Warning: Two different cleaned FASTA files from FCS-adaptor step

FCS-adaptor only removes sequences that are completely/mostly adaptor (assigned ACTION_EXCLUDE) and adaptors near contig ends (assigned ACTION_TRIM). FCS-adaptor does not remove small internal trims in large sequences. In this example, the FASTA file in workflow history - 7: NCBI FCS Adaptor on data 5: Cleaned Fasta is the same as the uncleaned input FASTA. FCS-GX clean is required to handle these internal spans.
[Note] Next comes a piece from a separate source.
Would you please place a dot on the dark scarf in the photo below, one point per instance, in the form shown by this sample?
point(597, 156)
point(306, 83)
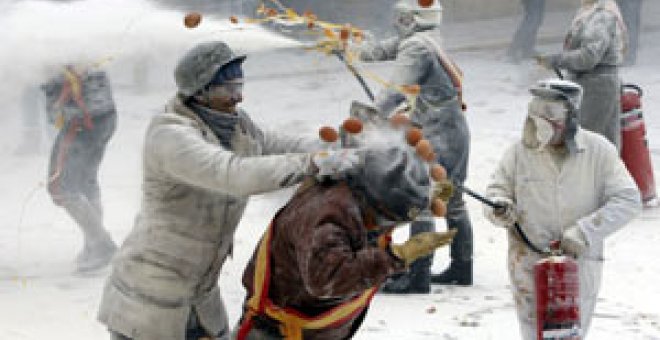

The FASTA file in workflow history - 9: NCBI FCS GX on data 6 and data 5: Cleaned Fasta has the contigs seq_1 through seq_16 split into two separate contigs at the ACTION_TRIM sites. If you want to hardmask these regions instead, you must download the tabular adaptor report, convert ACTION_TRIM values to FIX, and run the FCS-GX clean tool separately.

Conclusion

In this example, we removed 200 contaminant sequences from non-target organisms using FCS-GX and removed 16 internal adaptor sequences using FCS-adaptor, producing a cleaned yeast genome. Following contamination detection, we can perform separate validation checks to support the removal of these sequences from our assembly. One example is to perform BLAST searches or NUCmer alignments against reference genomes of the same or closely related species.